Ingredient Note: Use short- or medium-grain brown rice to achieve the characteristic creamy risotto texture.
Preheat oven to 425°F
Heat oil in a Dutch oven or ovenproof deep sauté pan over medium heat. Add onions and cook, stirring occasionally, until softened, 3 to 5 minutes. Stir in rice and garlic; cook, stirring, 1 to 2 minutes. Stir in wine and simmer until it has mostly evaporated. Add broth and bring to a boil. Cover the pan and transfer to the oven.
Bake until the rice is just tender, 50 minutes to 1 hour.
Shortly before the risotto is done, steam asparagus, peas and bell pepper until crisp-tender, about 4 minutes.

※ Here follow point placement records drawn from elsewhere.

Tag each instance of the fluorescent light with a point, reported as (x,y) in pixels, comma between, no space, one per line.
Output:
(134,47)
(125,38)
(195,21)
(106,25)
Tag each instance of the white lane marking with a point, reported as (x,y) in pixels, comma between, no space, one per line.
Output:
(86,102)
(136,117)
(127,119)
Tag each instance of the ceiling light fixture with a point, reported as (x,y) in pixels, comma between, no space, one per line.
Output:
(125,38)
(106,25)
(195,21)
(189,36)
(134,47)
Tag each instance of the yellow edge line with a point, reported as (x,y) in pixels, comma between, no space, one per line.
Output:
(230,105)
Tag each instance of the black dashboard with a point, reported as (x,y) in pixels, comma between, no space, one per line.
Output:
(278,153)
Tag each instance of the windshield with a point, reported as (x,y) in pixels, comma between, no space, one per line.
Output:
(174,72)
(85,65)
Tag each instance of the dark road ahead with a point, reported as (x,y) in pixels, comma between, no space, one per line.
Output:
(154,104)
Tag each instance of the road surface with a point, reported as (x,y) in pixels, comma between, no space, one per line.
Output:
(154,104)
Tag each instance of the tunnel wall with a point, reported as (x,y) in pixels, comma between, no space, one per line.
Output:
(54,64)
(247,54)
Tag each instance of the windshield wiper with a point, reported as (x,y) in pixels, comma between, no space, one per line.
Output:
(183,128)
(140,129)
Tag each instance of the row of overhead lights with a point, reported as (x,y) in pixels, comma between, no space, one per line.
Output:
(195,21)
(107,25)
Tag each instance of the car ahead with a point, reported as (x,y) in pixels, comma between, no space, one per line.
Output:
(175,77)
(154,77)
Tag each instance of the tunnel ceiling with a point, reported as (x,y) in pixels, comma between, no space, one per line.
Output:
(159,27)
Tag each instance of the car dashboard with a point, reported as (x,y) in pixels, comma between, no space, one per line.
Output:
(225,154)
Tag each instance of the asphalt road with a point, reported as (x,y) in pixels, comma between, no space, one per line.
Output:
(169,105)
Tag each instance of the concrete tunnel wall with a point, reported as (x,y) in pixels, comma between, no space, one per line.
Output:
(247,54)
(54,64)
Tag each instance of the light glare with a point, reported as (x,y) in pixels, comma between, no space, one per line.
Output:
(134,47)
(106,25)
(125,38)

Fold the steamed vegetables, Parmesan, parsley, chives, lemon zest and pepper into the risotto. Serve immediately.
Makes 6 servings, about 1 cup each.
Prep Time: 25 Minutes | Start to Finish: 1 Hour 10 Minutes | Ease of Preparation: Moderate
Per Serving: 267 Calories; 8 g Fat (3 g sat, 3 g mono); 11 mg Cholesterol; 35 g Carbohydrate; 12 g Protein; 3 g Fiber; 607 mg Sodium.
Nutritional Bonus: 65 mg Vitamin C (110% DV), 30% DV Vitamin A, 253 mg Calcium (25% DV) .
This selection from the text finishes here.